Wednesday, September 29, 2010

[Geology2] Scientists Fear Flooding From Lapindo Mud Volcano




Scientists Fear Flooding From Lapindo Mud Volcano
Amir Tejo & Nurfika Osman | September 29, 2010

A Greenpeace activist collects mud samples in Sidoarjo. Some say drilling caused the mud flow, some say it is a natural disaster. (EPA Photo) A Greenpeace activist collects mud samples in Sidoarjo. Some say drilling caused the mud flow, some say it is a natural disaster. (EPA Photo)

Surabaya & Jakarta. The build-up of sediments from the Lapindo mud volcano in an estuary in Sidoarjo, East Java, could trigger flooding in the nearby district of Pasuruan, scientists warned.

The mud volcano has spewed tens of thousands of cubic meters of hot mud and gas every day since a gas drilling accident in 2006, swamping much of the Porong subdistrict in Sidoarjo.

Authorities have since built levees to contain the vast lake of mud and channeled some of the mud out to sea through the Porong River.

On Wednesday, Wahyudi Tjitrosiswoyo, the head of the Terrestrial Disaster Study Center at the Sepuluh Nopember Institute of Technology (ITS) in Surabaya, said the sedimentation in the river's estuary was building up at an alarming rate and could block the normal water flow, forcing the river and other waterways to burst their banks.

He said the river leads out to the Java Sea, which has "a flat or gently sloping seabed."

"That means the mud isn't washing out to sea quickly enough and is inhibiting the flow of the water, which will go back right up into the river and other waterways in the Porong estuary.

"This puts areas such as Bangil subdistrict in Pasuruan at risk of flooding because they have several waterways leading to the estuary," he added.

Mukhtasor, another ITS researcher, said the sedimentation also caused the gradual destruction of the coastal marine ecosystem in the estuary.
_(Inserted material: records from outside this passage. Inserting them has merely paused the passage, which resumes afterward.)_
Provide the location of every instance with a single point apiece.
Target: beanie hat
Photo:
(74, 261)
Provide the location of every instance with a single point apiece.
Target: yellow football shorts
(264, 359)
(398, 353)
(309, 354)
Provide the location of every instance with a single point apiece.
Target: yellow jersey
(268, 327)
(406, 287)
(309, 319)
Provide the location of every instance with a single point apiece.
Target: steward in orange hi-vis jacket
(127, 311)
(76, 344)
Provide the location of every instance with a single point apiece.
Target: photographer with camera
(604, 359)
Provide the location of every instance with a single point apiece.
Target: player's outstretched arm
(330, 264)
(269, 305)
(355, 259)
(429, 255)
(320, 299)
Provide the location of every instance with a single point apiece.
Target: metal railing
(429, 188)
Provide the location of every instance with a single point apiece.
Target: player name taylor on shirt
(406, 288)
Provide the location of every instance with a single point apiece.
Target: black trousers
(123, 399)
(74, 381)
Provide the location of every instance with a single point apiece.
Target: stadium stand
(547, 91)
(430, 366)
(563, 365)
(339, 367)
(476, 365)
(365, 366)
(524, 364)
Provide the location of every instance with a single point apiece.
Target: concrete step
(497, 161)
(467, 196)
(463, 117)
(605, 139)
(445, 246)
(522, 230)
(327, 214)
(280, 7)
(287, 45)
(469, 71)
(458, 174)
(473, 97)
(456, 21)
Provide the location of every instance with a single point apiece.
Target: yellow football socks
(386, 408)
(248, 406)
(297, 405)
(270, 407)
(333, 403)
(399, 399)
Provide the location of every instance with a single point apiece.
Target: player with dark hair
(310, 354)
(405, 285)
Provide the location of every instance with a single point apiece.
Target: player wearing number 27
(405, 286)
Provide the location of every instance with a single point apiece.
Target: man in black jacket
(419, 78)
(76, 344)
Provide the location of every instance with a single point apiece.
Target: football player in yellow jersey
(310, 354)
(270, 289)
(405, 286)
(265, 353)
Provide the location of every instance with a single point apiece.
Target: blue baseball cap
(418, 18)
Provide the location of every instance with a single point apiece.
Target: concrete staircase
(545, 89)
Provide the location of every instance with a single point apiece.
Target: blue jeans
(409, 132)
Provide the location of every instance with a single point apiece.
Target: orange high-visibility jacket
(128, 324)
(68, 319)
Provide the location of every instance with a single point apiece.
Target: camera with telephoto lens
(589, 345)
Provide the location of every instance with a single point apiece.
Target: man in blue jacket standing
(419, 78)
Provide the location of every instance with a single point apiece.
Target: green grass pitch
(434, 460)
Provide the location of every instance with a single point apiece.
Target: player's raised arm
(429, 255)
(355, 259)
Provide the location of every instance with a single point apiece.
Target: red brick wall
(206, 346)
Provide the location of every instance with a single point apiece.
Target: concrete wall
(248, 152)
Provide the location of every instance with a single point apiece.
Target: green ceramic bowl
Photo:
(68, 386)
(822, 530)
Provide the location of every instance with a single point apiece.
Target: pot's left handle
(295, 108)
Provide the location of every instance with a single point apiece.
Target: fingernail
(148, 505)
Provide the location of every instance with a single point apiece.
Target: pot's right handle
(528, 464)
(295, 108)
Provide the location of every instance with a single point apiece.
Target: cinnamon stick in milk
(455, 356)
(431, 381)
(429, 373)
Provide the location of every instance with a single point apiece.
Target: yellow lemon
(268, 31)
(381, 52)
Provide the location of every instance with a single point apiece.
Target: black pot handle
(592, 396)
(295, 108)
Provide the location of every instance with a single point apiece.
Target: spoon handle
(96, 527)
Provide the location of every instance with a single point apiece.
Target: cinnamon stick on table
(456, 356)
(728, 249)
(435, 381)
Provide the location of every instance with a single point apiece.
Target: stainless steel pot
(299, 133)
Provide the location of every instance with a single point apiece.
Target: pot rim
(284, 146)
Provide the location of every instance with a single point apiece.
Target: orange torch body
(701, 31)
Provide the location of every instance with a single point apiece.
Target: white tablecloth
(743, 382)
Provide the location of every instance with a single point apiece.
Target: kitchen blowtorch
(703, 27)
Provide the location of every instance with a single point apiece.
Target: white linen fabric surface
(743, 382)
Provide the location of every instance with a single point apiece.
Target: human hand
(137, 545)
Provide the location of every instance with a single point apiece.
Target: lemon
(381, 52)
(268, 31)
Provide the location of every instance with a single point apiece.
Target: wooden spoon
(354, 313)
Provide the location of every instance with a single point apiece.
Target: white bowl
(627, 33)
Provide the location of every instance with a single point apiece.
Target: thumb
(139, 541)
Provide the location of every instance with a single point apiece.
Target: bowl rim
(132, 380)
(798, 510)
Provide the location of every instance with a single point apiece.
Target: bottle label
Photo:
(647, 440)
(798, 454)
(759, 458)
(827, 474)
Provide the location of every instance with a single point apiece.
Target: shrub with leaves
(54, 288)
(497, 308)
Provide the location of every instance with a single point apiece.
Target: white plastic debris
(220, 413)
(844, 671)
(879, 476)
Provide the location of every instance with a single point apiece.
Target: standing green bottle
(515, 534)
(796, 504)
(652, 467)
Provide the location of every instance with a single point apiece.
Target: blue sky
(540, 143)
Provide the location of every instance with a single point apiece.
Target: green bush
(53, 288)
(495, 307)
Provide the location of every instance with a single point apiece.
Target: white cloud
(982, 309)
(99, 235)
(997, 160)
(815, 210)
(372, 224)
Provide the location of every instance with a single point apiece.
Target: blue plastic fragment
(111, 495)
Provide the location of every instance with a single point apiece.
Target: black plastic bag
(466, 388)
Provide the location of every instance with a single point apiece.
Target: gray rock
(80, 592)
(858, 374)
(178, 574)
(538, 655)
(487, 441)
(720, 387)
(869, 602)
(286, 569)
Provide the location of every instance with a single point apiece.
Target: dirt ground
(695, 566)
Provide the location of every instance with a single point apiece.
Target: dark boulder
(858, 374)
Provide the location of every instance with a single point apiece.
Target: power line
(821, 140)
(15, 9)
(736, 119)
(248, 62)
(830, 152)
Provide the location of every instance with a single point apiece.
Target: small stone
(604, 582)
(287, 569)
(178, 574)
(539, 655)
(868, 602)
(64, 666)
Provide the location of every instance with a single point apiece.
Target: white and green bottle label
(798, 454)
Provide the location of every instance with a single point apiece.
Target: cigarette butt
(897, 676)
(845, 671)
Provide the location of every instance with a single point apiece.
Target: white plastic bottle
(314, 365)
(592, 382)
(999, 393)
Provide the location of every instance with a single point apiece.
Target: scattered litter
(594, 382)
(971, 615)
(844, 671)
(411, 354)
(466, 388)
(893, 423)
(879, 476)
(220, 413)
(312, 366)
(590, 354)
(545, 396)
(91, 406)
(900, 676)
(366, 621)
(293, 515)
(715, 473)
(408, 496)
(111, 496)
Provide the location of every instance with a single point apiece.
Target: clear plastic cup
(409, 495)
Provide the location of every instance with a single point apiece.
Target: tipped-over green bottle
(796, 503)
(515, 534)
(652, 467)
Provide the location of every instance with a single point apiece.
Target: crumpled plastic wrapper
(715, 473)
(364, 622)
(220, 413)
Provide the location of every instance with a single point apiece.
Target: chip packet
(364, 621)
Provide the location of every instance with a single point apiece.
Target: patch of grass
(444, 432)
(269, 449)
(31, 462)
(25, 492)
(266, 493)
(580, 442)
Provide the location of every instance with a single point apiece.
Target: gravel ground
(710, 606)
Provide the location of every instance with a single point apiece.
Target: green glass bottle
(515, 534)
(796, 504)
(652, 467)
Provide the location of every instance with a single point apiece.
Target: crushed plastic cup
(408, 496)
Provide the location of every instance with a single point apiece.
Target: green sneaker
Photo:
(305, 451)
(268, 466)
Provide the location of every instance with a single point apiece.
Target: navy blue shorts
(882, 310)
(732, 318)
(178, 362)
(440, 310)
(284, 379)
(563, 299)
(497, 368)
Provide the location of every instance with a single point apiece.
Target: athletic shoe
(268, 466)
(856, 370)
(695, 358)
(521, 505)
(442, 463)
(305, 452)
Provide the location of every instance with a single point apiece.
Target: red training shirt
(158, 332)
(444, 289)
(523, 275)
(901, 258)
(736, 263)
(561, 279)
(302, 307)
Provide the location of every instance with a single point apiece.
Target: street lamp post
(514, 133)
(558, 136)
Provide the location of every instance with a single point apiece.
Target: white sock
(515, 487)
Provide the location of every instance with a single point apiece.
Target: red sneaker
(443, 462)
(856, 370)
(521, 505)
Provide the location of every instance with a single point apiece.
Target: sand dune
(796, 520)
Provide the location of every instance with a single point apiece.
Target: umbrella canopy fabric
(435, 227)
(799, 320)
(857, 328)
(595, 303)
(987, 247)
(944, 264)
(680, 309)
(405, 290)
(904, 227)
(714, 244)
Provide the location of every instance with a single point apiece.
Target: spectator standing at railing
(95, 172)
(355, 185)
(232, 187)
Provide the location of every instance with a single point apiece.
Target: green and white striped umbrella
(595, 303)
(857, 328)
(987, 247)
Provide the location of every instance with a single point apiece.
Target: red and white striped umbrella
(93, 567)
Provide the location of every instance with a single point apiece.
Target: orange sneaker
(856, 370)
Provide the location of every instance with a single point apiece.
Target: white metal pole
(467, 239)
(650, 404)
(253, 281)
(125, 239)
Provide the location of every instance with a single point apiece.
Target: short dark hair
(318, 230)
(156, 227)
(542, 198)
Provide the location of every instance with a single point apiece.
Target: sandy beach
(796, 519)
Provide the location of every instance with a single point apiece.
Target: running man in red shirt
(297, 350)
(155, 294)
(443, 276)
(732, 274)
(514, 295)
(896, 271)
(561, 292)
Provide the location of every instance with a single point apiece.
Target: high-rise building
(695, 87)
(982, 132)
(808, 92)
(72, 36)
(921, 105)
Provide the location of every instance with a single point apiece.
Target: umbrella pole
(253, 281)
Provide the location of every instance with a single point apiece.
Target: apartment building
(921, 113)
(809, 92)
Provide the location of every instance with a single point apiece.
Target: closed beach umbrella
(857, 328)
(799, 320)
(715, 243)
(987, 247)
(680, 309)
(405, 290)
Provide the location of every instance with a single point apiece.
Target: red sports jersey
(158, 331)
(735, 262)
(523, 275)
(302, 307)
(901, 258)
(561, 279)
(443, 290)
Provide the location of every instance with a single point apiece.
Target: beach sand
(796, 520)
"The mud blocks the sunlight penetrating into the water, which kills off the plankton and all the higher life forms that depend on it," he said.

"The damage to the coastal ecosystem between may and October 2006 has been estimated at Rp 5 trillion."

Mukhtasor said the cost to date would be exponentially bigger, as would the extent of the damage to the ecosystem.

Meanwhile, a group of Russian scientists said the mud volcano was a purely natural disaster that was "impossible to stop."

"It's impossible to stop nature," Sergey Kadurin, a professor from Moscow's Institute of Electro-Physical Problems, said on Wednesday.

"All you can do is monitor geological hazards, such as through a seismic detector."

He said the Sidoarjo incident had been triggered by "subsurface seismic events such as earthquakes in 2005 and 2006."

On July 9, 2005, a magnitude-4.4 earthquake struck Sidoarjo, while on May 27, 2006, a magnitude-6.3 quake hit Yogyakarta several hundred kilometers to the west.

The mud volcano erupted on May 28 that year, the same day that drilling company Lapindo Brantas experienced a blowout in one of its natural gas wells.

Independent experts have previously blamed the company's drilling for the mud flow.

But Kadurin said there were currently 15 known mud volcanoes in East Java province, any of which could erupt from "a little tectonic pressure."

He said the large number of mud volcanoes, coupled with the high level and frequency of tectonic activity in Indonesia, made such eruption almost inevitable.

On the other hand, Yuriy P. Rakintsev from RINeftGaz, a joint Russian-Indonesian oil and gas company, said the Sidoarjo mud volcano had erupted at the "wrong time and wrong place."